Releasing data to the public can help to unleash innovation and generate huge benefits. In the public sector using citizen’s personal information allows the government to deliver services proactively and with greater efficiency. However, the use of citizen data raises several points of concern for whether current safeguards are adequate for preventing misuse. One area where the use of open data deeply affects society is in the criminal justice system.
A hallmark of big data is personalization and segmentation tools that parse out demographic information such as gender, ethnicity, class, age, personality, habits, and geographical attributes to group and profile users. These profiles are then used to inform actions and decisions. One way in which citizens’ data are being used to inform decisions locally is through predictive policing.
Predictive policing is the use of analytics through finding associations and patterns in criminal activity. The program weighs several risk factors (i.e. prior arrests, acquaintances, acquaintances background, parole status, etc.). The analysis then reveals names of individuals that are 5, 50, or 500 times more likely than average to be involved in a crime. In cities like Chicago where the National Institute of Justice has funded their Two Degrees of Association program, once a person has been identified, the police will visit them and issue a warning not to commit a crime.
For individuals who have already committed crimes, in some states, their data are being used in their sentencing. Evidenced-based sentencing is a practice where a judge uses information about the offender’s risk, needs, and responsiveness to rehabilitation to inform sentencing. The information empirically quantifies the risk of the offender’s future threat he or she is likely to impose on the community and the predicted effectiveness of recidivism treatment.
In 2014, U.S. Attorney General Eric Holder wrote in a report to the U.S. Sentencing Commission condemning the use of evidence-based sentencing. In it he acknowledged and praised the value of data analysis and what it offers the criminal justice system. He also highlighted the importance of the human component involved in sentencing. He argued that using offender characteristics such as education level, employment history, family circumstance, and other demographics instead of basing sentencing on the crime committed is a ‘dangerous concept’ and far reaching. In implementing such practices, two individuals could commit the same crime but receive very different punishments.

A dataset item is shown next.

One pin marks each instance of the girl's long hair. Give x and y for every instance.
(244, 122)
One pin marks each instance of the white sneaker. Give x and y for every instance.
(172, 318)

He also noted that such practices ultimately raise questions of constitutionality, due to the use of group-based characteristics and suspect classifications. In Bearden v. Georgia in 1983, the Georgia Court of Appeals rejected the state’s intentions of revoking the plaintiff’s probation because of his inability to find employment. The rationale was that unemployment heightened the plaintiff’s risk for reoffending. The court found that classifying anyone as dangerous because they are poor is, in effect, punishing poverty and not constitutional. Attorney General Holder concluded that the trend of using predictive analytics to improve programming and efficacy in other parts of criminal justice such as evidence-based diversion programs will grow but warns against taking them into arenas they don’t belong such as sentencing.
Whether or not these programs work, there is no doubt that they impact society. Unbeknownst to many citizens, their personal information is being used against them. Utilizing analytics will have an unequal impact on more vulnerable populations. The public sector has yet to find an equitable and fair balance to these issues but challenges are on the horizon. Public agencies such as the National Institute of Justice have been in the forefront of opening dialogue on the issue through its annual Predictive Policing Symposium. However, it will be up to policymakers and criminal justice leaders to find an equitable solution to a pressing problem without creating more problems for the future.